Dan Hyde noted the need to accommodate neurodiverse employees was felt much more acutely now. “Apparently 25% of the workforce will be neurodiverse in the future. And to cater for that as well, they so often struggle within standard offices and office culture, but can be very, very high performing, you want all your people in your workforce performing.”

But the conversation also covered the impact of AI on work which was considered from various perspectives. Carolyn Hicks said AI would change but not eliminate jobs. 

Curium chair Tracy Westall noted the pandemic highlighted that not all jobs allowed remote work.

“What the pandemic did show us is not everybody works in the same way. If we roll that forward and think about the future of work, we can’t use that as the template because AI, for example, will affect a lot of those workers.” 

Debra Cooper felt AI could assist complex legal work but not replace human creativity. Innovation advisor Chris Dugdale-Wilde of Drees & Sommer UK warned of challenges adopting AI while emphasising strategy and awareness. 

Data management was deemed fundamental to the success of AI as long as it’s aligned with strategy. 

Carolyn Hicks discussed challenges collecting and using data overwhelming some clients. 

“We don’t have a conversation with a client that doesn’t talk about technology and digital. But we are still seeing a real fear about what that AI is and where it could take them and then how they male those strategic decisions about what to do because it is an absolute unknown risk. 

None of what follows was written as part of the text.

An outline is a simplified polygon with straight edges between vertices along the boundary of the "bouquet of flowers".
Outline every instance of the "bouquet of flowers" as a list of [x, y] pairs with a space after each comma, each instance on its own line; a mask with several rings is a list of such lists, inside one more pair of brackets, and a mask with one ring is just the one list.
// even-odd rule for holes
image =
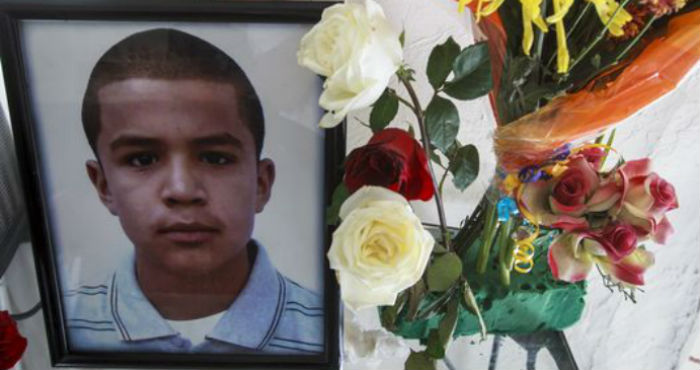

“We can’t really predict how this is going to play out. So there are a whole lot of organisations who are just going to sit back and wait and see. And there are those that will be a little bit more braver, and kind of test things out. So it’s very much a hot topic of discussion, with lots of testing out things in a very small way at the moment is what what we’re seeing.”

Debra Cooper described unorganised data across systems challenging large institutional clients.

Dawid Jaworski said Safety Culture has implemented quite a few AI tools over the past year and seen a big shift in the way people are currently working. 

“What we see is upskilling people across our workforce on how to use the AI tools effectively to help them with the current workload,” he said. 

Tracy Westall

Tracy Westall reflected on generational differences in work priorities compared to the experiences of her daughter who works as a paramedic.

Andy Dawson concluded the meeting by emphasising the importance of leadership in customising change management approaches to each organisation’s unique circumstances and balancing technology, work culture and people.

“I think future success is about how you can pull them together and do it in a way that’s right for your business, your team, your people, your place. And I think that’s what differentiates the future success,” he said.